I'm trying to submit a query in Postgres that only returns distinct tuples. In my sample query, I do not want duplicate entries where an entry exists multiple times for a cluster_id/feed_id combination. If I do a simple:
select distinct on (cluster_info.cluster_id, feed_id)
cluster_info.cluster_id, num_docs, feed_id, url_time
from url_info
join cluster_info on (cluster_info.cluster_id = url_info.cluster_id)
where feed_id in (select pot_seeder from potentials)
and num_docs > 5 and url_time > '2012-04-16';
I get just that, but I'd also like to group according to num_docs
. So, when I do the following:
select distinct on (cluster_info.cluster_id, feed_id)

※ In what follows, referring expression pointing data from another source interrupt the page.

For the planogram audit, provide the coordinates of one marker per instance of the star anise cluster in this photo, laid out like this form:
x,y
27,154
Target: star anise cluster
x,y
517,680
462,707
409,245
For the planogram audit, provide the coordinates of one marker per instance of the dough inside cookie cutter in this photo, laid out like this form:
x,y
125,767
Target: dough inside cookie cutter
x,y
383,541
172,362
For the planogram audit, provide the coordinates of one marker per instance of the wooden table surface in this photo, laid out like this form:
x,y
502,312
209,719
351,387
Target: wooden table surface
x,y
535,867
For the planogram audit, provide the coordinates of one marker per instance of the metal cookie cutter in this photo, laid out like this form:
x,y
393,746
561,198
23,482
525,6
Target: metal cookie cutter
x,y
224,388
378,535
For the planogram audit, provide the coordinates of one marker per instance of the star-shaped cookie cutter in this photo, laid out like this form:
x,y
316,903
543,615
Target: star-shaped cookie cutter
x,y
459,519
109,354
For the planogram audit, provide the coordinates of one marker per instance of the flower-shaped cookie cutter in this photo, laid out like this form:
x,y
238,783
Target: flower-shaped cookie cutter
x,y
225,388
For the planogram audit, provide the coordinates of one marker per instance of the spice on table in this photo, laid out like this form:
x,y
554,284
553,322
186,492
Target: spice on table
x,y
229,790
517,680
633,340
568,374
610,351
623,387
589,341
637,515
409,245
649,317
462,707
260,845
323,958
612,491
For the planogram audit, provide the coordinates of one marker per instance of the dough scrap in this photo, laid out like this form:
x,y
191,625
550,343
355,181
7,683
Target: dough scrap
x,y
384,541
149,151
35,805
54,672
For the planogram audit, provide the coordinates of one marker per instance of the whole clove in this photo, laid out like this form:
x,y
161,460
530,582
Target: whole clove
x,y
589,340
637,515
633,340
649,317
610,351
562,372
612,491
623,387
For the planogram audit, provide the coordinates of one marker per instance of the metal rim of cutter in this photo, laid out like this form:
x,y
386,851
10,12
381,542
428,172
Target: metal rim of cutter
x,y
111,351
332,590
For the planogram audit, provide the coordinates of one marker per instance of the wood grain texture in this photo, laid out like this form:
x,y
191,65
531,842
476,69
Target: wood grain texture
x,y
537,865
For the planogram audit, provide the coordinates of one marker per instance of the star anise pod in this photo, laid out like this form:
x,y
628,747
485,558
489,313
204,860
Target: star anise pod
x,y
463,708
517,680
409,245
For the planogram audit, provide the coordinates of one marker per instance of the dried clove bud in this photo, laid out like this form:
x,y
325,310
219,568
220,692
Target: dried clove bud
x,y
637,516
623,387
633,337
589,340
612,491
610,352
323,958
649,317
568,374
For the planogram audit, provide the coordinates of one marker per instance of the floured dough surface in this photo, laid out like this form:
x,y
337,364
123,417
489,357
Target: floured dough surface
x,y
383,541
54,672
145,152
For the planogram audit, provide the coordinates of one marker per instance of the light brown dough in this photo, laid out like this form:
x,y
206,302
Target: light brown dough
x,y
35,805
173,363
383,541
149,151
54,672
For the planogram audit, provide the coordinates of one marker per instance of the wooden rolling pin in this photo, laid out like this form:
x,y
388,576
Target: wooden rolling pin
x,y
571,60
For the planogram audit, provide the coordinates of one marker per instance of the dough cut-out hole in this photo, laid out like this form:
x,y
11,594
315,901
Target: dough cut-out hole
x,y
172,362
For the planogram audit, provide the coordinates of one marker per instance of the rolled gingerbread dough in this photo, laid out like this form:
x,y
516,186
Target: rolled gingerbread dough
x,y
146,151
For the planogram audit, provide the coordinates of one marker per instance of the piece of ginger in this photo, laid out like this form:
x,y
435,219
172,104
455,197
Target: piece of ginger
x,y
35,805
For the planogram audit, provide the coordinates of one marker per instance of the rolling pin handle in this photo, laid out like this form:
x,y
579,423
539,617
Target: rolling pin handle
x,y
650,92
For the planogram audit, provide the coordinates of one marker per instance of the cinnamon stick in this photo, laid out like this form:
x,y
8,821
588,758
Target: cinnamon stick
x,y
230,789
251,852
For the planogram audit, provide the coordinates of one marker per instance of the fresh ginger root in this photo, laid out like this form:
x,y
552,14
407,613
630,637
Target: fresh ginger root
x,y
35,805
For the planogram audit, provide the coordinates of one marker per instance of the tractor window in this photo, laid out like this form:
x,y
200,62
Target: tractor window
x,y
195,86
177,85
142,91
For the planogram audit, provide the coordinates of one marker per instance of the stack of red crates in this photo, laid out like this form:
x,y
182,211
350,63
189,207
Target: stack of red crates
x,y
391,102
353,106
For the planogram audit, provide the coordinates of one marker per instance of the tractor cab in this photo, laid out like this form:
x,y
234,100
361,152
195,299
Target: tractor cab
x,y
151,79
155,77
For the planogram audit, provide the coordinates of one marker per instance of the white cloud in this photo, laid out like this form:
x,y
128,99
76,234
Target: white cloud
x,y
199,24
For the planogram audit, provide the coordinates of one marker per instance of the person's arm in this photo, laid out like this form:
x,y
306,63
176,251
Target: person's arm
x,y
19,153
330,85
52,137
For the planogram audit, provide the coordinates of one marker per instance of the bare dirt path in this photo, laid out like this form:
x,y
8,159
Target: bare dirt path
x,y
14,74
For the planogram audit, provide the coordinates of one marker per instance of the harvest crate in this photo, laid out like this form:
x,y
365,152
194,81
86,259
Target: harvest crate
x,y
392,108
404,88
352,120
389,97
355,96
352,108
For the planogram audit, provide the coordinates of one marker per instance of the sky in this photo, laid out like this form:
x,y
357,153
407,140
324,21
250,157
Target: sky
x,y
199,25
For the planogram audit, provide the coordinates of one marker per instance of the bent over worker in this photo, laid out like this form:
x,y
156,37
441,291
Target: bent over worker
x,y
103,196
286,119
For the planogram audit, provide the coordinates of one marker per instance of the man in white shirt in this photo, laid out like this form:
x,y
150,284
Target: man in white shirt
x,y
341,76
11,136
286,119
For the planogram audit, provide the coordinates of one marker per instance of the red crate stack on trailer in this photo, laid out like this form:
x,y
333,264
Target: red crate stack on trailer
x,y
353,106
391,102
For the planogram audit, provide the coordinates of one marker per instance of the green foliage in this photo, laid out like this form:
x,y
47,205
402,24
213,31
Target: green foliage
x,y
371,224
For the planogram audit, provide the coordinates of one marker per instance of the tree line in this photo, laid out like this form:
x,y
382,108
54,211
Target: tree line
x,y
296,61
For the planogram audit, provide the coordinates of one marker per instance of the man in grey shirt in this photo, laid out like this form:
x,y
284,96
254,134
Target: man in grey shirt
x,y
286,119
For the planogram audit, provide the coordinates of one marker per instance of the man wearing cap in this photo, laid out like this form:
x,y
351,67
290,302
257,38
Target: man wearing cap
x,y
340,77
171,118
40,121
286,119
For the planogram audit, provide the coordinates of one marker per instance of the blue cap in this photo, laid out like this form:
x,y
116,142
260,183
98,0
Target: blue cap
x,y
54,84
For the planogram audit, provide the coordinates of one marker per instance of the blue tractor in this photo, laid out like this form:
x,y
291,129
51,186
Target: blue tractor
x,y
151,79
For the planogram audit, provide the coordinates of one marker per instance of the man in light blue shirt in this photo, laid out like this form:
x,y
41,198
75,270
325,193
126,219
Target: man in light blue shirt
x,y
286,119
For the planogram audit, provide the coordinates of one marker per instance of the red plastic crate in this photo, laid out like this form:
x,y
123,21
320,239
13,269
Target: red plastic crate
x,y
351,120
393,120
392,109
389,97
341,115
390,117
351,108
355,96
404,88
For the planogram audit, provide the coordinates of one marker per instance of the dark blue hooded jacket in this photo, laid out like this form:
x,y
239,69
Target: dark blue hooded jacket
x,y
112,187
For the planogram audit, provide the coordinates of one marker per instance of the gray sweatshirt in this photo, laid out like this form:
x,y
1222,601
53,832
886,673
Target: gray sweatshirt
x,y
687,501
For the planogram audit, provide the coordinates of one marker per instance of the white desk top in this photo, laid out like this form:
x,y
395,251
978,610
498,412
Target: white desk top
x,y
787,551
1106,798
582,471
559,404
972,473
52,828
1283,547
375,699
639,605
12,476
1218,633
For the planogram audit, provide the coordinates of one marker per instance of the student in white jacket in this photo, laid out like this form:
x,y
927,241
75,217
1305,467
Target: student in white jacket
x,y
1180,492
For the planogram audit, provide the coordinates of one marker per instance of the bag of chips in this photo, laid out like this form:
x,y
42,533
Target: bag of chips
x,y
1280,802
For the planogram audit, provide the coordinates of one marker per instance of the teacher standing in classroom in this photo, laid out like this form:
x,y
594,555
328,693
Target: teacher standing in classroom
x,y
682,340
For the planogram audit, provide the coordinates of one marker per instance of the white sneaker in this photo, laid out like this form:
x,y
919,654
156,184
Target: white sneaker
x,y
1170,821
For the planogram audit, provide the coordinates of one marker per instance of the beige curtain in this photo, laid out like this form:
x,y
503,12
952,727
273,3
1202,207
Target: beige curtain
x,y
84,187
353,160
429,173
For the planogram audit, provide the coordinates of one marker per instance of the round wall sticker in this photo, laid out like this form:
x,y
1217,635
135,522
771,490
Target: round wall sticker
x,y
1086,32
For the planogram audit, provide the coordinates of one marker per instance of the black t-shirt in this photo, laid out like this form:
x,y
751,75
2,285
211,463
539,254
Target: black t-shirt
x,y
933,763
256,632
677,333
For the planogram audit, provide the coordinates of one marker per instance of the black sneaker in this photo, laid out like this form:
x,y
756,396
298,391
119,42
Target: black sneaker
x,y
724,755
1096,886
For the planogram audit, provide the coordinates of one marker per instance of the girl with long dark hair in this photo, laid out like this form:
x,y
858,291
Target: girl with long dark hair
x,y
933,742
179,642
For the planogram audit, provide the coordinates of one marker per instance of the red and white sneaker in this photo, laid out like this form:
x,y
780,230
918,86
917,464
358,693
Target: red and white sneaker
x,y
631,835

cluster_info.cluster_id, num_docs, feed_id, url_time
from url_info join cluster_info
on (cluster_info.cluster_id = url_info.cluster_id)
where feed_id in (select pot_seeder from potentials)
and num_docs > 5 and url_time > '2012-04-16'
order by num_docs desc;
I get the following error:
ERROR: SELECT DISTINCT ON expressions must match initial ORDER BY expressions
LINE 1: select distinct on (cluster_info.cluster_id, feed_id) cluste...
I think I understand why I'm getting the error (cannot group by tuples unless I explicitly describe the group somehow) but how do I do that? Or if I am incorrect in my interpretation of the error, is there a way to accomplish my initial goal?